= William H. Keating =

American geologist (1799–1840)

William Hypolitus (or Hippolitus, or Hypolite) Keating (August 11, 1799 in Wilmington, Delaware – 1840 in London, England) was an American geologist. His father, Baron John Keating, of Irish ancestry, had been an officer in the French army in the West Indies and had settled in Wilmington, Delaware. Keating was educated at the University of Pennsylvania, and then in France and Switzerland, where he studied mining. In 1822, he became Professor of Chemistry and Mineralogy at the University of Pennsylvania and a member of the American Philosophical Society (elected in 1822).

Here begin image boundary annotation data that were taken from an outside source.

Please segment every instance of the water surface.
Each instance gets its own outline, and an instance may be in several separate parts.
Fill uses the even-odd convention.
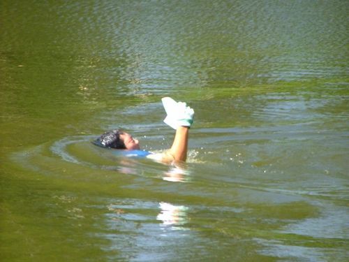
[[[345,1],[2,1],[3,261],[344,261]],[[195,110],[181,168],[170,96]]]

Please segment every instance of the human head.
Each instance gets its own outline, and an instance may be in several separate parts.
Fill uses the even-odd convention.
[[[114,148],[117,150],[139,150],[139,142],[131,135],[119,129],[113,129],[106,132],[94,141],[95,145],[103,147]]]

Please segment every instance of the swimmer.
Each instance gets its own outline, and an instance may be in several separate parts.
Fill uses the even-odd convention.
[[[167,116],[163,122],[176,130],[171,148],[161,154],[151,154],[145,151],[142,156],[163,163],[181,162],[186,160],[189,128],[193,124],[194,110],[186,103],[176,102],[170,97],[161,99]],[[122,150],[140,150],[140,141],[126,132],[114,129],[103,133],[94,140],[94,144],[107,148]]]

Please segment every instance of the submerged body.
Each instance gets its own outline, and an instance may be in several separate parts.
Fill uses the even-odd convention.
[[[185,103],[176,102],[167,97],[162,99],[168,114],[164,122],[176,129],[171,148],[161,154],[151,154],[140,150],[140,141],[131,134],[119,129],[103,133],[94,141],[96,145],[123,150],[125,155],[146,157],[164,163],[180,162],[186,160],[189,128],[193,123],[194,111]]]

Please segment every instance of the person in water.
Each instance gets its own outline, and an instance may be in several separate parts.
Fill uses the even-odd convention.
[[[162,99],[167,116],[163,122],[176,130],[171,148],[161,154],[149,153],[146,157],[164,163],[180,162],[186,160],[189,128],[193,124],[194,110],[186,103],[176,102],[170,97]],[[140,150],[138,140],[119,129],[106,132],[94,141],[95,145],[107,148],[122,150]]]

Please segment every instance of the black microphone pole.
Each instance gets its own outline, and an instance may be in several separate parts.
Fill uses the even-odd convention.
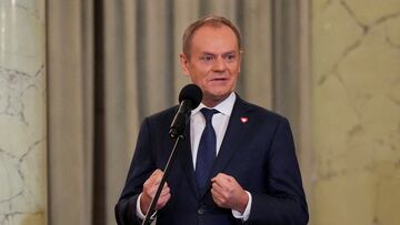
[[[178,144],[179,144],[179,142],[180,142],[181,140],[183,140],[183,139],[184,139],[183,134],[181,134],[181,135],[179,135],[179,136],[177,137],[177,141],[176,141],[176,143],[174,143],[174,145],[173,145],[173,147],[172,147],[172,152],[171,152],[171,154],[170,154],[170,157],[168,158],[167,165],[166,165],[166,167],[164,167],[164,170],[163,170],[164,173],[163,173],[163,175],[162,175],[162,177],[161,177],[160,185],[158,186],[157,192],[156,192],[156,195],[154,195],[154,197],[153,197],[152,201],[151,201],[151,204],[150,204],[150,206],[149,206],[149,208],[148,208],[148,212],[147,212],[147,214],[146,214],[146,218],[144,218],[142,225],[149,225],[152,221],[154,221],[154,217],[152,216],[152,214],[154,214],[154,212],[156,212],[156,204],[157,204],[158,200],[160,198],[160,194],[161,194],[162,187],[163,187],[163,185],[164,185],[164,183],[166,183],[166,181],[167,181],[167,178],[168,178],[169,171],[170,171],[170,168],[171,168],[171,166],[172,166],[172,163],[173,163],[174,158],[177,157],[177,152],[178,152],[178,151],[177,151],[177,147],[178,147]]]
[[[177,149],[178,144],[181,140],[184,139],[183,130],[186,127],[187,116],[190,113],[190,111],[194,108],[197,108],[202,99],[202,92],[199,86],[196,84],[188,84],[186,85],[181,92],[179,93],[179,109],[176,114],[176,116],[172,120],[172,124],[169,130],[169,135],[171,139],[176,139],[176,143],[172,147],[172,152],[168,158],[167,165],[163,170],[163,175],[161,177],[161,182],[159,186],[157,187],[157,192],[154,197],[151,200],[151,203],[149,205],[149,208],[146,214],[146,218],[142,223],[142,225],[148,225],[152,221],[154,221],[154,212],[156,212],[156,205],[158,200],[160,198],[160,194],[162,191],[163,185],[166,184],[166,181],[169,175],[169,171],[173,164],[174,158],[177,157]]]

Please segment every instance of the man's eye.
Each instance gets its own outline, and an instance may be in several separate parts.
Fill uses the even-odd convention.
[[[213,60],[213,57],[212,55],[204,55],[204,57],[201,57],[200,59],[202,61],[211,61],[211,60]]]
[[[226,60],[228,61],[233,61],[236,59],[236,55],[234,54],[227,54],[223,57]]]

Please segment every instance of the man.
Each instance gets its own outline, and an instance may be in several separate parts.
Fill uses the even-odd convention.
[[[186,30],[181,68],[203,99],[157,203],[157,224],[308,223],[289,123],[234,93],[241,58],[241,37],[229,20],[206,17]],[[148,211],[172,150],[168,130],[176,111],[141,125],[116,206],[120,225],[140,224]]]

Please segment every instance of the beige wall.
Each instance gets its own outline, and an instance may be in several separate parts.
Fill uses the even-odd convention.
[[[400,224],[400,1],[311,11],[312,224]]]

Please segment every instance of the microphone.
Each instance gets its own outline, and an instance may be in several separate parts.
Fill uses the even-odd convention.
[[[154,208],[158,200],[160,198],[160,194],[162,187],[168,178],[169,172],[171,170],[171,165],[177,157],[177,146],[180,140],[183,140],[183,130],[186,126],[186,117],[189,112],[197,108],[202,99],[201,89],[196,84],[188,84],[183,86],[181,92],[179,93],[179,109],[177,114],[174,115],[172,123],[170,125],[169,135],[171,139],[176,139],[176,143],[172,147],[172,152],[168,158],[167,165],[164,167],[164,173],[161,177],[160,184],[157,187],[157,192],[154,197],[151,200],[151,203],[148,208],[148,213],[146,214],[144,221],[142,225],[149,225],[153,219]]]
[[[179,109],[170,125],[169,135],[177,139],[182,135],[189,112],[199,106],[202,100],[201,89],[196,84],[183,86],[179,93]]]

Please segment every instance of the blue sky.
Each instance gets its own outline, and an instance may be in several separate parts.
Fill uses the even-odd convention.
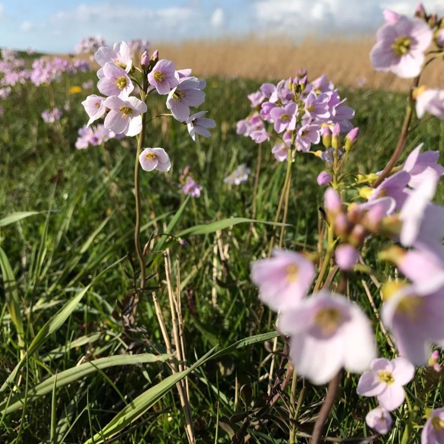
[[[0,0],[0,47],[66,52],[80,38],[109,43],[140,37],[155,43],[187,39],[285,33],[371,32],[388,7],[412,14],[417,0]],[[441,9],[442,0],[426,0]]]

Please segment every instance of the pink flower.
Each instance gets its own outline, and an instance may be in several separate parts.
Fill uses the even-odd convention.
[[[322,291],[283,309],[279,328],[290,336],[296,370],[314,384],[325,384],[340,370],[361,372],[376,355],[370,323],[358,305]]]
[[[196,134],[200,134],[204,137],[210,137],[211,133],[208,131],[209,128],[215,128],[216,122],[212,119],[202,117],[206,111],[200,111],[190,115],[186,120],[188,132],[191,139],[196,141]]]
[[[296,147],[298,150],[306,152],[312,144],[317,145],[321,140],[321,127],[318,125],[304,125],[297,132]]]
[[[425,151],[419,152],[424,144],[421,144],[408,155],[404,162],[403,169],[410,174],[408,185],[412,188],[419,186],[427,178],[440,178],[444,175],[444,167],[438,163],[439,151]]]
[[[171,168],[170,158],[163,148],[145,148],[139,156],[139,162],[145,171],[168,171]]]
[[[444,443],[444,408],[436,408],[429,416],[422,433],[421,444]]]
[[[99,91],[106,96],[117,96],[127,99],[134,85],[125,70],[107,62],[103,68],[104,76],[97,83]]]
[[[105,97],[91,94],[82,102],[82,105],[89,117],[87,123],[88,126],[95,120],[100,119],[105,115],[106,111],[103,105],[105,100]]]
[[[105,127],[116,134],[122,133],[130,137],[139,134],[142,131],[142,116],[147,112],[147,105],[136,97],[122,100],[116,96],[108,97],[104,106],[110,110],[104,122]]]
[[[180,122],[189,117],[189,107],[198,107],[205,100],[205,93],[200,89],[200,81],[195,77],[185,77],[168,94],[167,108]]]
[[[332,182],[332,175],[328,171],[321,171],[316,178],[316,182],[318,185],[328,185]]]
[[[336,249],[335,258],[336,263],[340,268],[350,271],[353,269],[359,255],[354,247],[349,244],[343,244]]]
[[[179,84],[175,74],[174,64],[163,59],[157,62],[148,74],[148,81],[159,94],[167,94]]]
[[[371,65],[377,71],[416,77],[433,37],[430,27],[420,19],[401,16],[394,23],[386,23],[378,31],[376,44],[370,53]]]
[[[381,435],[387,433],[392,428],[393,422],[390,414],[382,407],[370,410],[366,416],[367,425]]]
[[[444,345],[444,286],[433,292],[406,286],[384,302],[382,314],[400,353],[415,365],[427,363],[431,344]]]
[[[274,130],[278,133],[285,130],[294,130],[296,127],[297,105],[289,103],[280,108],[276,107],[270,111],[270,116],[274,120]]]
[[[381,407],[391,411],[404,402],[403,386],[413,379],[414,374],[415,368],[405,358],[391,361],[375,359],[370,370],[359,378],[356,392],[361,396],[376,396]]]
[[[416,98],[416,115],[419,118],[426,112],[444,119],[444,89],[426,89]]]
[[[131,51],[124,41],[114,43],[112,49],[108,46],[101,46],[94,54],[94,58],[102,68],[110,63],[122,68],[127,73],[131,71],[133,64]]]
[[[259,298],[275,311],[300,303],[314,275],[313,263],[293,251],[275,249],[272,257],[251,264],[251,280],[259,287]]]

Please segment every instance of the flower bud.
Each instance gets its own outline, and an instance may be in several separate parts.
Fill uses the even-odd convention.
[[[151,58],[149,59],[151,62],[153,62],[154,63],[156,63],[157,61],[159,60],[159,50],[156,49],[155,51],[152,53],[152,55],[151,56]]]
[[[143,69],[145,69],[149,65],[149,54],[148,51],[145,51],[140,59],[140,66]]]
[[[332,182],[332,175],[328,171],[321,171],[316,178],[316,181],[318,185],[321,186],[323,185],[328,185]]]
[[[358,138],[359,128],[357,126],[351,130],[345,136],[345,150],[348,152],[351,149]]]
[[[338,266],[348,271],[353,270],[359,259],[359,255],[354,247],[343,244],[336,250],[335,258]]]
[[[335,149],[337,149],[341,145],[341,140],[339,136],[340,131],[341,127],[339,126],[339,123],[335,124],[333,128],[333,132],[332,134],[332,146]]]
[[[322,127],[322,143],[327,148],[332,146],[332,134],[328,125]]]
[[[420,2],[416,6],[416,10],[415,11],[415,17],[425,20],[427,16],[427,15],[426,14],[425,9],[424,8],[424,5]]]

He is perhaps best known for his work on the staff of Stephen Long's expedition to the Great Lakes in 1823, an account of which he published in 1824. In the account he first hypothesized the existence of what is now known as Lake Agassiz. Formed at the end of the last ice age during the retreat of the great North American glaciers Lake Agassiz was, at its peak, much larger than any currently existing lake. The tremendous significance of the discovery has come to be appreciated in recent decades because the draining of Lake Agassiz into the North Atlantic Ocean is now generally thought to have been responsible for sudden periods of cooling of Northern Hemisphere climate at the end of the Pleistocene. The most dramatic of these periods of cooling is known as the Younger Dryas.